Si, au moment des faits, il disposait d’un casier judiciaire vierge, sa détention a été marquée par une série d’incidents. Plusieurs rapports ont été établis à son encontre, et il a été retrouvé en possession d’un téléphone portable introduit illégalement en cellule. Avec cet appareil, il aurait même tenté de contacter son ex-compagne, la mère du nourrisson, qui évoque également des épisodes de violences durant leur courte relation.

Au vu de ces éléments, le ministère public a, sans surprise, requis la prolongation de sa détention provisoire.

Un état encourageant

La défense, elle, met en avant l’amélioration de l’état du nourrisson. L’avocat présente à la cour des photos publiées par la mère sur les réseaux sociaux, montrant l’enfant en bonne santé. Il annonce également une future demande de requalification, espérant une correctionnalisation du dossier.
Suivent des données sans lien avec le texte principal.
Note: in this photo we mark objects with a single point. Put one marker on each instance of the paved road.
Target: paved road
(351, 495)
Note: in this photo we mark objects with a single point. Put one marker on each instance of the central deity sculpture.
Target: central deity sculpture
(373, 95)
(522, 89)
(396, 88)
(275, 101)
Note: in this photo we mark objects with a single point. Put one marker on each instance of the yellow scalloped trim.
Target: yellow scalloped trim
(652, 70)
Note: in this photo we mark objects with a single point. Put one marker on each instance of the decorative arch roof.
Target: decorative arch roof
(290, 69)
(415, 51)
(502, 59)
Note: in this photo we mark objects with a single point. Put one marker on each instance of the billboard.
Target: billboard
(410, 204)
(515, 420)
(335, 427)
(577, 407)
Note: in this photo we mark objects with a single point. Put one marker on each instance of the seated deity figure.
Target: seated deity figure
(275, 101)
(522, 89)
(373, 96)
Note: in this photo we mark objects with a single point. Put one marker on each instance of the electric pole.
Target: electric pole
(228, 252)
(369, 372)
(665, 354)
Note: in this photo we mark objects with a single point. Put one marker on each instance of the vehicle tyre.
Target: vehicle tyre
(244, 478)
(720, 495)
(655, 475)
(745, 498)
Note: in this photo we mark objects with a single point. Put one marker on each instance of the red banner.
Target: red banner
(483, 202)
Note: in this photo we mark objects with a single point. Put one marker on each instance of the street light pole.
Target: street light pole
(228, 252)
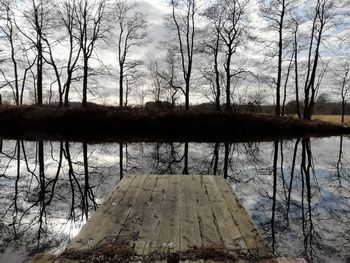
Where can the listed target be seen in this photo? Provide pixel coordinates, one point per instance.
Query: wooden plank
(290, 260)
(170, 224)
(209, 229)
(106, 224)
(242, 220)
(149, 233)
(133, 223)
(189, 225)
(228, 230)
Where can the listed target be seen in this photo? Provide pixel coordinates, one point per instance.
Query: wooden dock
(173, 219)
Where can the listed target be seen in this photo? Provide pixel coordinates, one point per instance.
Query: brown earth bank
(102, 123)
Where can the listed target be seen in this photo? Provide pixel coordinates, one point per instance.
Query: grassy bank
(99, 123)
(332, 118)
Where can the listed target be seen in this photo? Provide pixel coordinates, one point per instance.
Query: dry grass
(118, 254)
(332, 118)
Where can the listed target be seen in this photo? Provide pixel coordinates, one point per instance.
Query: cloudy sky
(253, 55)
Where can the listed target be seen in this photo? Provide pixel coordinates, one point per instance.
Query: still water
(296, 191)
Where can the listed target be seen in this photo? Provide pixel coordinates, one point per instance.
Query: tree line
(50, 47)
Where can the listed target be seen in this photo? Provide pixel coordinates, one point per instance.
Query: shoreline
(113, 124)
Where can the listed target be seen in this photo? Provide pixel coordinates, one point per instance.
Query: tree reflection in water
(296, 191)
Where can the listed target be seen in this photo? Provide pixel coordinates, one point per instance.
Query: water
(297, 191)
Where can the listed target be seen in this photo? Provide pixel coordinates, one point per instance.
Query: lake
(297, 191)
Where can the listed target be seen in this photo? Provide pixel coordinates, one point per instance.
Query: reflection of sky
(250, 171)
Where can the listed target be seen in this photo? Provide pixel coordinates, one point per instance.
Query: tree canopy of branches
(183, 23)
(132, 31)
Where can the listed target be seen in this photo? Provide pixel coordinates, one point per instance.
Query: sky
(253, 56)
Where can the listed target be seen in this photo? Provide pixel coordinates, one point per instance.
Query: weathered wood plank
(149, 233)
(99, 226)
(189, 226)
(170, 225)
(242, 220)
(207, 222)
(132, 225)
(187, 211)
(228, 230)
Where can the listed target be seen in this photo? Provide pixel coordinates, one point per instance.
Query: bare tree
(67, 13)
(276, 12)
(37, 19)
(183, 20)
(8, 30)
(296, 72)
(342, 75)
(321, 21)
(212, 47)
(132, 31)
(89, 17)
(168, 77)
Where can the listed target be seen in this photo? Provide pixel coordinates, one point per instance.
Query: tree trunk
(217, 75)
(187, 95)
(85, 78)
(228, 81)
(40, 74)
(121, 88)
(343, 110)
(67, 90)
(185, 170)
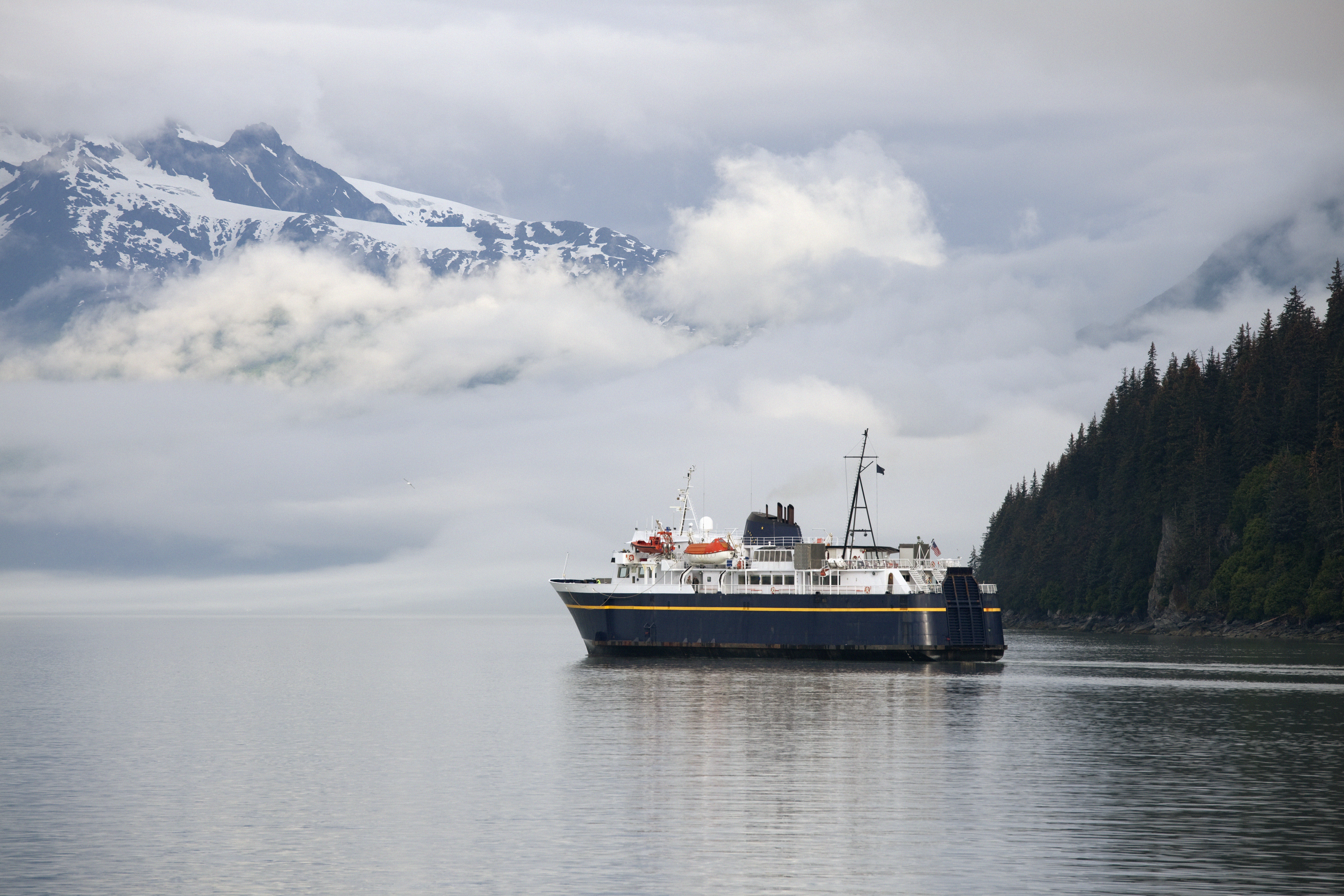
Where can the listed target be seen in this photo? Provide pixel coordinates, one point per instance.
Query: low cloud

Selon lui, les experts n’ont pas pu établir avec certitude que les traces de morsures proviennent de son client.

L’avocat rappelle aussi le contexte : un jeune de 18 ans, peu préparé à s’occuper d’un nourrisson, laissé seul pendant que la mère sortait faire la fête. Débordé, incapable de réagir de manière adaptée aux pleurs du bébé, il admet l’avoir secoué, mais nie tout geste volontaire ou plus grave. Il souligne enfin qu’un employeur est prêt à l’embaucher si une mise en liberté était accordée, ce jeune n’ayant finalement connu la majorité qu’en prison.

La chambre d’instruction a rendu sa décision : Jean-Aurélien B. reste en détention.